|Year : 2016 | Volume
| Issue : 3 | Page : 109-115
Forest Fire Risk Zone Mapping Using RS and GIS Techniques: A Study in Achankovil Forest Division, Kerala, India
Rajendran Sobha Ajin1, Ana-Maria Loghin2, Padmakumari Gopinathan Vinod1, Mathew Karumamkott Jacob3
1 Geomatics Division, GeoVin Solutions Pvt. Ltd., Thiruvananthapuram, Kerala, India
2 Faculty of Hydrotechnical Engineering, Geodesy and Environmental Engineering, Gheorghe Asachi Technical University of Iași, Iași, Romania
3 Department of Geology, Sree Narayana Guru College of Advanced Studies, Varkala, Kerala; Department of Geology, Dr. Palpu College of Arts and Science, Pangode, Kerala, India
|Date of Web Publication||2-Feb-2017|
Rajendran Sobha Ajin
Geomatics Division, GeoVin Solutions Pvt. Ltd., Thiruvananthapuram - 695 010, Kerala
Source of Support: None, Conflict of Interest: None
Introduction: Forest fires are one of the major natural hazards that affect the forest ecosystem, damaging the biodiversity, environment, and wildlife. The study area, Achankovil forest division, a part of the Western Ghats, is also prone to forest fire, wherein a total of 15 fires were reported for the past 11 years. Objective: The aim of this study is to demarcate the fire risk zones in Achankovil forest division. Materials and Methods: A method that integrated remote sensing (RS) and geographic information system (GIS) techniques was used to generate the fire risk zone map of the study area. In this mapping process, factors such as land cover type, slope, distance from settlement, distance from road, and elevation were taken into account. The risk zone map of the area of this study was created using the Fire Risk Index (FRI) method. Results: The final map comprised five fire risk zones, viz., very low, low, moderate, high, and very high. The high- and very high-risk zones together constituted 55.75% of the study area. The result of this study was validated with the fire incidence data and showed appreciable reliability. Conclusion: This study, based on geospatial technology, will help the authorities of the forest protection and conservation department to easily identify the fire risk zones for prevention and management of forest fires in the future.
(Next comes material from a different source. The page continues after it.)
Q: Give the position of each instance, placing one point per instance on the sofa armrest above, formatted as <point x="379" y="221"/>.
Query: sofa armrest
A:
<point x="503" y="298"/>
Keywords: Fire Risk Index, forest fire, risk zones, Western Ghats
|How to cite this article:|
Ajin RS, Loghin AM, Vinod PG, Jacob MK. Forest Fire Risk Zone Mapping Using RS and GIS Techniques: A Study in Achankovil Forest Division, Kerala, India. J Earth Environ Health Sci 2016;2:109-15
|How to cite this URL:|
Ajin RS, Loghin AM, Vinod PG, Jacob MK. Forest Fire Risk Zone Mapping Using RS and GIS Techniques: A Study in Achankovil Forest Division, Kerala, India. J Earth Environ Health Sci [serial online] 2016 [cited 2021 Mar 9];2:109-15. Available from: https://www.ijeehs.org/text.asp?2016/2/3/109/199288
| Introduction|| |
Fires are one of the most common hazards occurring in the forests, and are considered as a serious threat to the forest resources, environment, and wildlife. Forest fires can occur as a result of natural as well as human-induced/anthropogenic factors. Fire initiation and spread depend on several important factors such as the amount and frequency of precipitation, the presence of ignition agents and conditions like topography, temperature, lightning, fuel availability and distribution, relative humidity, and wind velocity. Forest fires can cause loss of biodiversity, forest degradation, soil erosion, and atmospheric pollution. Fire emissions have significant impact on atmospheric and biogeochemical cycles and the Earth’s radiation budget. Forest fire is a recurring phenomenon in the forests of India. A significant number of forest fires occurring in India are due to the anthropogenic activities. The Achankovil forest division, a part of the Western Ghats, is also prone to fire, with a total of 15 forest fires having been reported for the past 11 years. In this region, any disturbance will negatively affect the rich existing biodiversity. The period of major risk for this area is from February to April, when the high temperature and low humidity along with high wind velocity, and the abundance of dry fuel increase the chances for the occurrence of forest fire.
Most of the previous studies on forest fire risk assessment were based on remote sensing (RS) and geographic information system (GIS) techniques.,,,,,,,,,,,,,,,,, Few studies had used remotely sensed spectral indices for the assessment of fire risk.,, Ariapour and Shariff prepared rangeland fire risk zone map of Boroujerd rangelands in Iran using RS and GIS techniques. The selected factors were fuel type, elevation, slope, aspect, road accessibility, settlement, temperature, precipitation, evaporation, and river. Sivrikaya et al. prepared forest fire risk zone map of Yeşilova Forestry Enterprise in Turkey using GIS techniques. Variables such as species composition, stand crown closure, development stage, slope, insolation, distance from settlement and agricultural land, and distance from road were used for the study. Ajin et al. demarcated forest fire risk zones of Nemmara forest division in India using geospatial techniques. Factors such as fuel type, slope, elevation, road density, and settlement density have been selected.
This study intends to make an attempt to demarcate the forest fire risk zones of the Achankovil forest division applying RS and GIS techniques. Five significant factors, viz., land cover type, slope, distance from settlement, distance from road, and elevation were chosen to generate the fire risk zone map. The risk zones of forest fires were delineated based on the Fire Risk Index (FRI) method.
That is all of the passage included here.